There are more than 6,000 species, including a six-footer found in Australia, though only about 150 are widely distributed. They have adapted to many conditions, with some non-burrowing types eating decomposing organic matter and others habituated to the seashore or the mud in streams, with only the driest deserts and polar regions completely unsuitable.
They serve as food for many species of birds, amphibians, insects, reptiles and mammals, including moles, foxes and even bears.
Earthworms are hermaphroditic, each containing male and female sex organs. A pair of worms will exchange sperm, which travels from two male openings to two sperm receptacles. Each worm has ovaries and a clitellum, an enlarged ring visible in mature worms at about the 15th segment that secretes an egg case filled with protein-rich albuminous fluid. The worm in essence crawls forward out of it, with the egg case picking up eggs at the female pore and stored sperm at the male pore. The egg case, containing the fertilized eggs, remains in the soil until the eggs emerge after two to four weeks of development as miniaturized versions of their parents. The eggs of some species overwinter, and eggs can survive up to three years in dry soil.

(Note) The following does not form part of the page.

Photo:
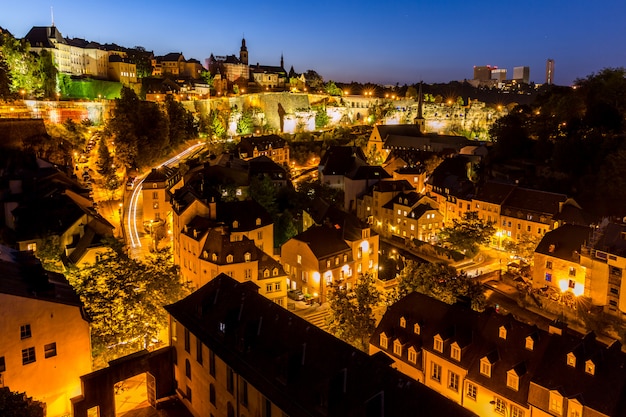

While some soils contain no worms, especially rich soil can contain a million or more per acre, with moisture, pH and the amount and quality of organic matter all factors. The biggest dangers they face these days are manmade.
"Insecticides and fungicides can seriously reduce populations of earthworms," says McCay. Even tilling disrupts burrow systems and can reduce populations.
Earthworms are sold as fish bait and pet food, and for composting and gardening. On the other hand, they can spread plant diseases and carry parasites that can affect their predators, and they sometimes damage seedlings. When humans introduce them - often by dumping unused fishing worms, which some wildlife agencies discourage - they can disrupt new environments.
If you're wondering if there is room for whimsy in the world of professional worm watchers, just talk to Dr. McCay: "My favorite earthworm is Amynthas hupeiensis, a recent immigrant from Asia," he says. This species is dark green to black, smells a bit like funky chocolate, and twists itself into knots when you pick it up."
I don't know about you, but I've got to find one.